The number and range of sexual acts that are prohibited as international crimes have increased to include not only forced penetration but also non-penetrative sexual acts, such as forced nudity and forced marriage. In addition to women and children, adult men – long unrecognized as victims of sexual violence in armed conflict – are now also, if slowly, being recognized as a class of survivor-victims.
The roots of the current status of sexual violence as a violation of IHL may be traced to the 1863 Lieber Code, which prohibited rape in two provisions. Article 37 lent general protection to women in conflict, while article 44 expressly proscribed rape. Article 46 of the 1907 Hague Regulations can be read to have prohibited rape generally as a violation of “family honor and rights.” Setting a precedent for the international prosecution of rape as a war crime, the Tokyo Tribunal indictment listed rape as “inhuman treatment,” “ill treatment,” and “failure to respect family honour and rights.” The 1945 Control Council Law No. 10, promulgated to try war crimes in cases not adjudicated by the Nuremberg Tribunal but with a specific locale, lists rape as a crime against humanity. Article 27 of the 1949 Geneva Convention IV prohibited rape, enforced prostitution, and indecent assault against women. Nonetheless, rape and sexual assault were omitted from Article 147 of Geneva Convention IV, which lists grave breaches. Later, rape was expressly prohibited in Article 76 of Protocol I (applicable to international armed conflicts) and Article 4 of Protocol II (applicable to non-international armed conflicts), while enforced prostitution and any form of indecent assault were prohibited in Article 75 of Protocol I as "outrages upon personal dignity."

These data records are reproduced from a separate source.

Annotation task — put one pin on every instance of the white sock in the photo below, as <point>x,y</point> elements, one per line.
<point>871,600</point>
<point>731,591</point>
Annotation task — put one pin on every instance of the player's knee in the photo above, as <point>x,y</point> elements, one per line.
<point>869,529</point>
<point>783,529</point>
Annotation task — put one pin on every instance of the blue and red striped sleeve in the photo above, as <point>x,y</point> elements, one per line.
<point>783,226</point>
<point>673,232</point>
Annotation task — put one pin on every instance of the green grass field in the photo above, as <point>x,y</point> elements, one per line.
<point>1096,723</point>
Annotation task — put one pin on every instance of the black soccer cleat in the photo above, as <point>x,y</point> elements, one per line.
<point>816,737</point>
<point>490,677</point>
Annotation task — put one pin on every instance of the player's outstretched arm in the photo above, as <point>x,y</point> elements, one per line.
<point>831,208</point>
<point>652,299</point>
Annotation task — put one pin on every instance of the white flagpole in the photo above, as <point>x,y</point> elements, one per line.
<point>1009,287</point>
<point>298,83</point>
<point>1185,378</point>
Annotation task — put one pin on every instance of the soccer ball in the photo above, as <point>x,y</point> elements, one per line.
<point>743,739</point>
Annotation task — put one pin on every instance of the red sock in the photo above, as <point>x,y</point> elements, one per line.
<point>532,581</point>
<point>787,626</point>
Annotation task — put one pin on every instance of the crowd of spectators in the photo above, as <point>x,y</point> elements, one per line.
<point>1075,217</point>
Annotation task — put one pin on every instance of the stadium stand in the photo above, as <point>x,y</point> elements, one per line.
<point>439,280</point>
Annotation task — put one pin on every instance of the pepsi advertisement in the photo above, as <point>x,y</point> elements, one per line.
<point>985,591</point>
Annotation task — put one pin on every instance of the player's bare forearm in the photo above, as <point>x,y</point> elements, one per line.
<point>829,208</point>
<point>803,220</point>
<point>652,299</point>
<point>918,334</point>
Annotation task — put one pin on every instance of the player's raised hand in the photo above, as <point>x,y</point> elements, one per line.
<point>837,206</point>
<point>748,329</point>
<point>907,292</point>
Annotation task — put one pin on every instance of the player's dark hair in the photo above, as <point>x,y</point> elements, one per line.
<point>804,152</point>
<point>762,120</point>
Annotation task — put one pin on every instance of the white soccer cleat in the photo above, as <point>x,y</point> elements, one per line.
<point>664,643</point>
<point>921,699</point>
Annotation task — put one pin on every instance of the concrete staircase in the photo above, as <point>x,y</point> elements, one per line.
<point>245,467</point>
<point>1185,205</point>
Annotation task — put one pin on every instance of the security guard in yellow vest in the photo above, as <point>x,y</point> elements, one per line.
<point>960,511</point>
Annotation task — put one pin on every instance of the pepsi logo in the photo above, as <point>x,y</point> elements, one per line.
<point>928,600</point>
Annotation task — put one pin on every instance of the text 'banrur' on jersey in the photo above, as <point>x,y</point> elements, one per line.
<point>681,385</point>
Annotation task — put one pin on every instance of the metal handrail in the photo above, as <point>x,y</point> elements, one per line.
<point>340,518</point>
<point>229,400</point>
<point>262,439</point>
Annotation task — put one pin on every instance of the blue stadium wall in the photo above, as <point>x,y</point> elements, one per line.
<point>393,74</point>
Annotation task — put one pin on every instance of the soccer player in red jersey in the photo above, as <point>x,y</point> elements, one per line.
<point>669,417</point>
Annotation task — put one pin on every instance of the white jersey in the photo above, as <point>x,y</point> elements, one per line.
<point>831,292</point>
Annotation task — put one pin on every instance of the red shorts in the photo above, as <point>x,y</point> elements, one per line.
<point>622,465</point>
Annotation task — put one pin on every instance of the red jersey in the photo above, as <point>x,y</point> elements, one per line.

Sexual violence perpetrated during armed conflicts may be prosecuted by competent domestic and international tribunals. For instance, rape and other forms of sexual violence have been charged and prosecuted in the ad hoc Tribunals as constituent elements of genocide, crimes against humanity, and war crimes. (Strictly speaking, neither crimes against humanity nor genocide require a link to an armed conflict; rather, crimes against humanity must be linked to a widespread or systematic attack against a civilian population, while to constitute genocide proscribed acts or omissions must be committed with an intent to exterminate a protected group as such.) The 1998 Rome Statute of the International Criminal Court (ICC) provides the most detailed and comprehensive international law regime proscribing sexual violence in conflict situations. The Statute classifies “rape, sexual slavery, forced pregnancy, enforced sterilization, or any other form of sexual violence of comparable gravity” as, depending on the situational predicate, crimes against humanity or war crimes. As of June 2009, eight of the 13 arrest warrants issued by the ICC involved charges of, among other things, crimes of sexual violence.
One scholar has posited that, in armed conflicts, the perpetration of sexual violence may derive from three potential motivations: personal gratification, supposedly necessary military training, or as a “reward” to soldiers for participating in conflict in the first place. Sexual violence perpetrated against men in particular may be motivated by a desire to emasculate and stigmatize the survivor-victim and his community, an effect produced in part by stereotypes relating to masculinity and femininity as well as to social norms denigrating expressions of same-sex desire.